O projeto busca resolver o complicado dilema do destino dos galos após serem encontrados e as rinhas serem devidamente encerradas. Segundo a promotora de justiça Luciana Imaculada de Paula, responsável pela Coordenadoria Estadual de Defesa da Fauna (Cedef), esse é um dos grandes desafios dos órgãos públicos no processo de combater essa prática, quando abate muitas vezes se mostra a única opção. A partir do projeto, os animais passam por uma triagem, e um processo de readaptação e ressocialização, para então serem devolvidos ao campo.

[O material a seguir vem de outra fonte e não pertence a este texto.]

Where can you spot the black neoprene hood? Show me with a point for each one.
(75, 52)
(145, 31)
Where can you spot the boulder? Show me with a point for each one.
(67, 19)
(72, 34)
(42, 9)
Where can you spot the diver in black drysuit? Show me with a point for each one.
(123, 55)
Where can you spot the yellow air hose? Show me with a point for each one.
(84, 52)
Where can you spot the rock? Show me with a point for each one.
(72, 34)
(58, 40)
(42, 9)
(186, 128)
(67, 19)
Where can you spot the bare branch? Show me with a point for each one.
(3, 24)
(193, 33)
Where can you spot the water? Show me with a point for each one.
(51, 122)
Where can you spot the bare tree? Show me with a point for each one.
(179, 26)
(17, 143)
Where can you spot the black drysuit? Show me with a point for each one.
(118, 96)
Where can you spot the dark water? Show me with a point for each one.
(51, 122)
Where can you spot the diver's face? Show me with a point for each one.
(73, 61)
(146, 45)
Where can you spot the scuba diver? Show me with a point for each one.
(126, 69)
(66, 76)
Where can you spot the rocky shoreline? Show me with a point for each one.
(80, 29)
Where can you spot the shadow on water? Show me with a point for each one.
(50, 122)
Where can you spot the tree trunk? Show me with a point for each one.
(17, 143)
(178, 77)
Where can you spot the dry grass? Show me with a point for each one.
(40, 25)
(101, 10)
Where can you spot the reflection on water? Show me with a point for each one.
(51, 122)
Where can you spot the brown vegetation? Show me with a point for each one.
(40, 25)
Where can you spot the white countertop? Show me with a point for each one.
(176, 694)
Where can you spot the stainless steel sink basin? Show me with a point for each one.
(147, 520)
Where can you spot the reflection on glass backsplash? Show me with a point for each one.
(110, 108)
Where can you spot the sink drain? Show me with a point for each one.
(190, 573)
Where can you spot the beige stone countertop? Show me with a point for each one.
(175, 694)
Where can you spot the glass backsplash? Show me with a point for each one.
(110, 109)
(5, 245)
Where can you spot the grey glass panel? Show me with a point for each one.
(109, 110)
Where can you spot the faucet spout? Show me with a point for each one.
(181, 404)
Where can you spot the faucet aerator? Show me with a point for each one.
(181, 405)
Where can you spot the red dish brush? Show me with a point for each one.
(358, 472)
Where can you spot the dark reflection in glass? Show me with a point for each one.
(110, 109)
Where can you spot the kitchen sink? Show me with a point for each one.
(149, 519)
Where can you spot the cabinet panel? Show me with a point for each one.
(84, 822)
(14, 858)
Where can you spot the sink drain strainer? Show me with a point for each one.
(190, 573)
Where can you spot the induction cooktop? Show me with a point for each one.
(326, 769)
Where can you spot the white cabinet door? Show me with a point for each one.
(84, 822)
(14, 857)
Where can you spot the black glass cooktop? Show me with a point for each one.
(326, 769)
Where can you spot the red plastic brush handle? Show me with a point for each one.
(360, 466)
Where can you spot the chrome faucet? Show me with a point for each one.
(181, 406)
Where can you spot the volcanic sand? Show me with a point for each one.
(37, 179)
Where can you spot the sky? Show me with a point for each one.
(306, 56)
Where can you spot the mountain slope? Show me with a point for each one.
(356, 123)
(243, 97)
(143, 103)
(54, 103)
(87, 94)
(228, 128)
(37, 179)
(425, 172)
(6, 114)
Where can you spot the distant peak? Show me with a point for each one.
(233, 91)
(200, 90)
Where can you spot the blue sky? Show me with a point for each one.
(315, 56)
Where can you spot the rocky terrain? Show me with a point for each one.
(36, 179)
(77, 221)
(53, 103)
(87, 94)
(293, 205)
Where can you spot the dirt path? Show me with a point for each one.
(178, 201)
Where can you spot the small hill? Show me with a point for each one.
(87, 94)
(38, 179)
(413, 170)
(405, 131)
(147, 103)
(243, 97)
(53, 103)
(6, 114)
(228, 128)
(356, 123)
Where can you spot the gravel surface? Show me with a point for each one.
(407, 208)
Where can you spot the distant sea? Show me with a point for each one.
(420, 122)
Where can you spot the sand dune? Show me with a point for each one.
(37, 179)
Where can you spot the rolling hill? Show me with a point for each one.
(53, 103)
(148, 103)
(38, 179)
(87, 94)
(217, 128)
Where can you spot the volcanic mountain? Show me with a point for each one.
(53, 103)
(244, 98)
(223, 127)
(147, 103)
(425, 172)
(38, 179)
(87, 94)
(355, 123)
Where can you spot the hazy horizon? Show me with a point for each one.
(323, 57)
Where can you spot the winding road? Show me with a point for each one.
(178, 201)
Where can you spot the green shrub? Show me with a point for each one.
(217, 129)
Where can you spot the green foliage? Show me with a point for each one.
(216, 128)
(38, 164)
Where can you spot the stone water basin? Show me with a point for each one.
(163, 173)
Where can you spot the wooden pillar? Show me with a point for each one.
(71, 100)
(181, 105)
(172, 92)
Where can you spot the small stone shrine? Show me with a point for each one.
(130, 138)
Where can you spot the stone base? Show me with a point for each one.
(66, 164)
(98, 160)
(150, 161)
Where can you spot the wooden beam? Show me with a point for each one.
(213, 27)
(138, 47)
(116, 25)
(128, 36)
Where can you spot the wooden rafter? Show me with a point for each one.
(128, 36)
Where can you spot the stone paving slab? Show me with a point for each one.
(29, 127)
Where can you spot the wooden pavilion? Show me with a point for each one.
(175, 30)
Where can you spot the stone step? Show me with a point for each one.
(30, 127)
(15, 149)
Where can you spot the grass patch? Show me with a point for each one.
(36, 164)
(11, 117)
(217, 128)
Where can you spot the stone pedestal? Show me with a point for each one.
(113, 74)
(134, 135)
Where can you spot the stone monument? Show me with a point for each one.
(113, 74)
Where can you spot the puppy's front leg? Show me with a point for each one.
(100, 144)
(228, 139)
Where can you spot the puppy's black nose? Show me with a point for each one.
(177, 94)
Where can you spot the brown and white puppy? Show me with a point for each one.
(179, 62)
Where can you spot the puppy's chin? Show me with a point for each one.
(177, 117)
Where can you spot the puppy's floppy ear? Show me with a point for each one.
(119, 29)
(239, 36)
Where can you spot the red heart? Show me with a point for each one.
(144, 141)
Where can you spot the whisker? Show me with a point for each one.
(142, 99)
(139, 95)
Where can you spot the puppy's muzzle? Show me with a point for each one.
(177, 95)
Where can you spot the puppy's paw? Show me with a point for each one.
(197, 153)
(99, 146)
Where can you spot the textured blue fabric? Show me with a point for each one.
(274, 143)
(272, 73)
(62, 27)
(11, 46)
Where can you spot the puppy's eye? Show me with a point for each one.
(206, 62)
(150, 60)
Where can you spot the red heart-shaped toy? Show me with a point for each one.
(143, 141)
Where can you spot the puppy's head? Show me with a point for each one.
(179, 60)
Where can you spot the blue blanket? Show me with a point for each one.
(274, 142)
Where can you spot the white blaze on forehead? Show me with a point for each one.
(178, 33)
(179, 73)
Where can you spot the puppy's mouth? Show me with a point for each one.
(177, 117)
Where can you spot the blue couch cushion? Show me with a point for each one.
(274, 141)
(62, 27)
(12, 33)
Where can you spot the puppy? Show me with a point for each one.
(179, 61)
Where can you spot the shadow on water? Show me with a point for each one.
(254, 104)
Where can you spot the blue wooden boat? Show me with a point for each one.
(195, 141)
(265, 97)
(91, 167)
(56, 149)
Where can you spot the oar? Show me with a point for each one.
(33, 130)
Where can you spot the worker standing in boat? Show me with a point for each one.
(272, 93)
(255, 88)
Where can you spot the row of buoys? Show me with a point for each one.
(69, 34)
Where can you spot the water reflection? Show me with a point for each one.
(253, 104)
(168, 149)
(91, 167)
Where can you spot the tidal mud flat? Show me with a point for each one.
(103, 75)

Cada animal participante do projeto recebe um chip e um anel com suas informações, para o reconhecimento posterior. Quando recuperados, os galos são doados para proprietários rurais selecionados, e seguem sendo monitorados por um ano, a fim de confirmar a eficácia do protocolo de recuperação. O projeto também inclui um programa de educação ambiental e de preservação da espécie, assim como contra o abuso de animais e o uso de galos para combate – que são criados desde cedo em estado de tortura e estresse para aumentar sua agressividade, refletida nas mutilações encontradas nos galos de rinha resgatados.